The Doc Fix Is In

Happy New Year! I am happy to be guest blogging at PrawfsBlawg this month, so this is cross posted at: http://prawfsblawg.blogs.com/prawfsblawg/2013/01/the-doc-fix-is-in.html

 

Roll Call is reporting — citing anonymous Congressional aides —
that a one year Doc Fix is included in the fiscal cliff resolution
package.  This, of course, is unconfirmable.  But I would be astonished
were it not true. Kicking the can down the road on Medicare's
sustainable growth rate formula (SGR) is what we are good at.  Deciding
whether we can ever have a coherent public conversation about Medicare
physician reimbursement rates and the systematic undervaluation of
primary care services, not so much.

The SGR's origins in the Balanced Budget Act of 1997, as part of an
attempt to link Medicare physician reimbursement to the general growth
rate of the economy, are almost lost to history.  Some of this is
because, as early as 2001, the Medicare Payment Advisory Committee
(MedPac)  was calling for its repeal.  This first call for repeal, as
with all subsequent ones, has gone unheeded.  In 2002, the SGR formula
triggered a 4.8% reduction in Medicare reimbursement for physician
services.  Physicians were displeased. And it is physician displeasure
combined with Congressional inability to confront that displeasure that
has kept us at an impasse ever since.  It is not for nought, though
perhaps  an overly cynical insight, that the SGR is sometimes described
as a Congressional fundraising vehicle. So long as Medicare physician
reimbursement hangs in the balance, members of Congress will be in close
communication with physician constituents.

Unable to implement, we have deferred SGR implementation through
fourteen Doc Fixes since 2002, producing what Peter Suderman has
described as the "permanently temporary" decision not to decide what we
think about reining in Medicare physician reimbursement.
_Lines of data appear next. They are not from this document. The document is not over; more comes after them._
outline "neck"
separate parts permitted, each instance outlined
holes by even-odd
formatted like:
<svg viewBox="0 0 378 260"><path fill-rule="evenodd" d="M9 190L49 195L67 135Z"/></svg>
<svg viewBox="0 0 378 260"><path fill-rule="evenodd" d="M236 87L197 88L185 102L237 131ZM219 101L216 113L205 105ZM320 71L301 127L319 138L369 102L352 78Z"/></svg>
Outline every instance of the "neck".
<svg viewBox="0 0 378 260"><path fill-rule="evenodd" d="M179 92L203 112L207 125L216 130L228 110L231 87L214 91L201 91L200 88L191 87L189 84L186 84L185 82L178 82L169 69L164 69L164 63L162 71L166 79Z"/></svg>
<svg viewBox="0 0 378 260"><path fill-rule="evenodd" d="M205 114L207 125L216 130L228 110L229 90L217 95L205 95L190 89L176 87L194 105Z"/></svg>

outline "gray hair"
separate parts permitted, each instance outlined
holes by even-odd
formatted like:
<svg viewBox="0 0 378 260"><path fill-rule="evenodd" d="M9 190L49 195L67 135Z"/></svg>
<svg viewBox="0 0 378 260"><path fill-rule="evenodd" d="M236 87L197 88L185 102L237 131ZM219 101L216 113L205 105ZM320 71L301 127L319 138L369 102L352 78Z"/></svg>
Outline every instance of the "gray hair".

Now you know
why I would be astonished by any other news, despite the fact that SGR
repeal is rumored to have been included in one of the fiscal cliff
negotiating packages.

Why would the long-contemplated SGR repeal have fallen out of the
fiscal cliff negotiations?  I can only speculate that the fiscal and
political complexity of developing an alternative reimbursement
restraint played some role. So, here we are: continuously overriding a
systemless sytem. Unable to move forward or backward, like crabs we
scuttle continuously sideways.

None of this is news.

 

 

1 thought on “The Doc Fix Is In”

  1. Why not just call the “Doc Fix” what it is: incentive to go into Specialty Medicine and the expense of producing GPs.
    If you looked at the Doc Fix the way you do at Medicare, you would be declaring that it is intended to force allowing more immigrant GPs–the med equivalent of the H-1B–because of the “shortage” (artificially created) of domestic talent.